Elle a été déposée dans les mauvais jours, les beaux jours ne l’ont pas fait revenir. Le futur chantier CFF de la gare souterraine de Cornavin l’obligera à s’exiler ailleurs dans la ville. On lui cherchera une nouvelle adresse; on finira bien par la lui trouver. Sa sœur jumelle, «Clémentine», trône derrière le marchand de marrons de la place du Bourg-de-Four; son avenir est moins compromis. Banc en sursis: c’est à lui que l’on pense, été comme hiver, ainsi qu’à ceux qui le fréquentent assidûment. Ce parc miniature, recouvert de copeaux pour simplifier le travail d’entretien des jardiniers qui l’ont, eux aussi, déserté, ressemble plus que jamais à une Halte de nuit en plein air.

Les «refusés» de l’Armée du salut, dont les proches baraquements en bois affichent souvent complet, terminent leur soirée ici, entre le muret raviné et ce mobilier qui appartient à tout le monde.

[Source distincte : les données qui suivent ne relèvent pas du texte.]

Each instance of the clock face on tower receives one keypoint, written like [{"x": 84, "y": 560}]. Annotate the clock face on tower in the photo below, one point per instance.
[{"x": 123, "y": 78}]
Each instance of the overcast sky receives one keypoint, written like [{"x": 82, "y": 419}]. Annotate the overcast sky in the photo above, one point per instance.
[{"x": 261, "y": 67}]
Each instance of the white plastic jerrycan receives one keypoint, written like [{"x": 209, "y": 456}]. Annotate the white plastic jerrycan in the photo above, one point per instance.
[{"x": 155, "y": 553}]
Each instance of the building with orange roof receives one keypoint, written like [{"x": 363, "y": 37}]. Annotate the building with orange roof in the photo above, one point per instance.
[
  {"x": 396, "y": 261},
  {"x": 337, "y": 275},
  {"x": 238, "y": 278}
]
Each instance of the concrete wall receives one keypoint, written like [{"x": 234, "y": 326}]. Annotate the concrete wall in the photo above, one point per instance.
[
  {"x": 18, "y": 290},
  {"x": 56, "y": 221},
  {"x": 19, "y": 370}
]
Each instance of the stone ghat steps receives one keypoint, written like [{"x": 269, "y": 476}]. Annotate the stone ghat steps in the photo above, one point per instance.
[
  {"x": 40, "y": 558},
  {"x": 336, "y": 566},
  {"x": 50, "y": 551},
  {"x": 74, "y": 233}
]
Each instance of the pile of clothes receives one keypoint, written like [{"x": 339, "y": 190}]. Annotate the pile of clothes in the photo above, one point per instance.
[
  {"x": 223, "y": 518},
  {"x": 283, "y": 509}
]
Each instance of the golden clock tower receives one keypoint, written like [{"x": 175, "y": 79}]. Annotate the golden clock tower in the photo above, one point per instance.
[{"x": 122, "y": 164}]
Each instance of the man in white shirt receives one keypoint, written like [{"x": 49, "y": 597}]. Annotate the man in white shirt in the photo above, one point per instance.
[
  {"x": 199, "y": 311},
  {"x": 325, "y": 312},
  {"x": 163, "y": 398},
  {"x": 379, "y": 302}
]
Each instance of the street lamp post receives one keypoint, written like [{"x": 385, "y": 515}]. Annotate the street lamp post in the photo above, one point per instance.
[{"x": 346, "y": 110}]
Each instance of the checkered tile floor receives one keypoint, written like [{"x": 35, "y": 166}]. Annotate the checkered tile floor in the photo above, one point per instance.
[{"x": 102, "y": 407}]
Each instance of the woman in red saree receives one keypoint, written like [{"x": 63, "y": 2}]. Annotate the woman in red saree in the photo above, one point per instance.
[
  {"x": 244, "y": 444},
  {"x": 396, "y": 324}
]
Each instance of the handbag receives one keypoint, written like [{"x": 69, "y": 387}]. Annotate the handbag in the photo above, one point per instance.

L’autre nuit, un jeune couple l’avait adopté, dormant tête-bêche sur un sac de couchage ouvert, afin d’adoucir l’inconfort des lattes. Au petit matin, ils étaient encore là, la mine bronzée, en train de se rafraîchir le visage à la fontaine. Des routards, des vrais, équipés de leur petit réchaud à gaz, prêts à découvrir notre ville, avant de sauter dans un train pour repartir plus au nord. «Nous voyageons avec le Pass InterRail, de Porto jusqu’à Berlin, glissent-ils au localier. Le monde vu du banc, on commence à bien le connaître. Vos bancs ne sont pas les plus doux sous les fesses, mais ils sont safe, c’est le plus important.» Le localier note, sans répliquer.